To me records as vinyl are so rad because they are real, physical with a touch and a smell. The music is tied to the material of the vinyl and the paper of the cover in a way that digital forms abandoned. I shouldn’t say this here because my mother may search my name and find out that I have her record but I do and it is Ella Fitzgerald and Louis Armstrong. This is my favorite record cover and even a close second for favorite record, Ella and Louis are sitting in folding chairs on a tile floor with subtly coordinating get ups and the sweetest smiles you’ve ever seen. It was my grandparents record that they used to dance to and I guess my mom took it from them and I took it from my mom. I keep it propped up in my music room.

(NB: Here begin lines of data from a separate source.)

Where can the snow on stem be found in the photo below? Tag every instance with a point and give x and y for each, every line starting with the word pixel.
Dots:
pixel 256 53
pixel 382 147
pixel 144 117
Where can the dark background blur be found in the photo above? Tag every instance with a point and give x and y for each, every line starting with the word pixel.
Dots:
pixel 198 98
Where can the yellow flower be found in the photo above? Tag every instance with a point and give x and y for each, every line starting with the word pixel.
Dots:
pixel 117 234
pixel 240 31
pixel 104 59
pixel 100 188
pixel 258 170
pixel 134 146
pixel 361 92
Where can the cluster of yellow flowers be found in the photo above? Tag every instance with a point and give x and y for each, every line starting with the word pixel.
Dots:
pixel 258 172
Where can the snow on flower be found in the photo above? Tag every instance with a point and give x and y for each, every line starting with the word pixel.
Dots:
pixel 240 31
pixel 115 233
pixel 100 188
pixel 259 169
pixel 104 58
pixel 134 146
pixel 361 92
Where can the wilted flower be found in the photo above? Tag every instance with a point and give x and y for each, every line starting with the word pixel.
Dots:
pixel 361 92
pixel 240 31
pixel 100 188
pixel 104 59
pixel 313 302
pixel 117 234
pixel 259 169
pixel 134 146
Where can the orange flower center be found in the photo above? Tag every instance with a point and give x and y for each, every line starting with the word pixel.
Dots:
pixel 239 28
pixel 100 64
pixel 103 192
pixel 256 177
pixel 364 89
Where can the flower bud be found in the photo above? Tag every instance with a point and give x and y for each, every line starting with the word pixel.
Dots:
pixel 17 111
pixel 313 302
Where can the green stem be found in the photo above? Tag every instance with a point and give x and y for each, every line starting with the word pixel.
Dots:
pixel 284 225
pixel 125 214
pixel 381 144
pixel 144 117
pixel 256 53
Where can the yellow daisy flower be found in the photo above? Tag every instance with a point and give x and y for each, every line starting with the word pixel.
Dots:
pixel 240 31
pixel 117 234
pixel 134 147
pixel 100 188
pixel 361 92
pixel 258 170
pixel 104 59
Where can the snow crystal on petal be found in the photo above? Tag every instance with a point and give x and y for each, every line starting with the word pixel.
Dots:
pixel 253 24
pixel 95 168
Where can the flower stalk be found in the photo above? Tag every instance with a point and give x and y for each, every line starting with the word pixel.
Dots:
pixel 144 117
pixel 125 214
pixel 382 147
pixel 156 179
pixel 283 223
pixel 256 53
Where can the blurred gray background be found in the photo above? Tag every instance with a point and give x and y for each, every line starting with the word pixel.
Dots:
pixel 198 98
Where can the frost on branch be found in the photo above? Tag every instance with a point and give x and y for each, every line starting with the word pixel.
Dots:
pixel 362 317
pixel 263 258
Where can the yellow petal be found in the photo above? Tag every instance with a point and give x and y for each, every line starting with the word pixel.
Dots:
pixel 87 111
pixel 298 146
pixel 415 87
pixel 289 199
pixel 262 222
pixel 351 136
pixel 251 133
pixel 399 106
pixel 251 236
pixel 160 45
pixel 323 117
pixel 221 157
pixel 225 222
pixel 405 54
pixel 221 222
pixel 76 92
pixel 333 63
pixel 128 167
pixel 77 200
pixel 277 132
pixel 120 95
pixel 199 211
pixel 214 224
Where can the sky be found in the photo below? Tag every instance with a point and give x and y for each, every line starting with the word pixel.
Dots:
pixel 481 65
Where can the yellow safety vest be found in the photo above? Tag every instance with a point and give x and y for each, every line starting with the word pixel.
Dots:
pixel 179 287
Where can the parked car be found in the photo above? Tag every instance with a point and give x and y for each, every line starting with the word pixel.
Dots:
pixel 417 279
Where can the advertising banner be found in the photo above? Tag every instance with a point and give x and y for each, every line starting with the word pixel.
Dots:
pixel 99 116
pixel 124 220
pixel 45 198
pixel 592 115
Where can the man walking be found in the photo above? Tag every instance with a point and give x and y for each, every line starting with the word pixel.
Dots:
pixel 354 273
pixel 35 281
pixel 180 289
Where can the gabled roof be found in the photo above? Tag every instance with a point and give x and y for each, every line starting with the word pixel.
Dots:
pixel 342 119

My most cherished actual record right now would have to be an Inner City Records release called “Beats, Breaks and Bullshit” out of my hometown Baltimore. Baltimore Club is starting to be loved by mad people all around the world and its cool to see how Baltimore offers something that people can relate to right now. Baltimore is harsh as fuck. People have it hard but there is a real innocence and light to it that comes through in the way people are real and the way kids dance and ride dirt bikes like you’ve never seen in any other city. This energy is what makes Baltimore club so infectious to the world at this moment in time. Things are not going good but there is something human in the struggle and in the dance. People want and need to shake it shake it now.
JW: Who is a woman that has inspired you in your life, musically or otherwise?
PJ: Amelia Earhart. My dad was a pilot and I grew up around little planes and airports. He always told me stories about Amelia Earhart and I would dream about all the great adventures I could have when I was grown up and free and strong like her. I remember reading a book about her that started with a story of how she built a roller-coaster off of her fence with her sister and rollerskates or something. I was so inspired I made all sorts of strange ramps and roller-coasters off trees in the street.
I don’t know much about her actually but when I look at a picture of her she is so elegant and graceful and competent and inspired and maybe even a little mischievous. I hope that is true and that she really just landed in some beautiful island paradise and fell deeply in love many times with everything and took up something new. Who knows, but she is still someone to look up to.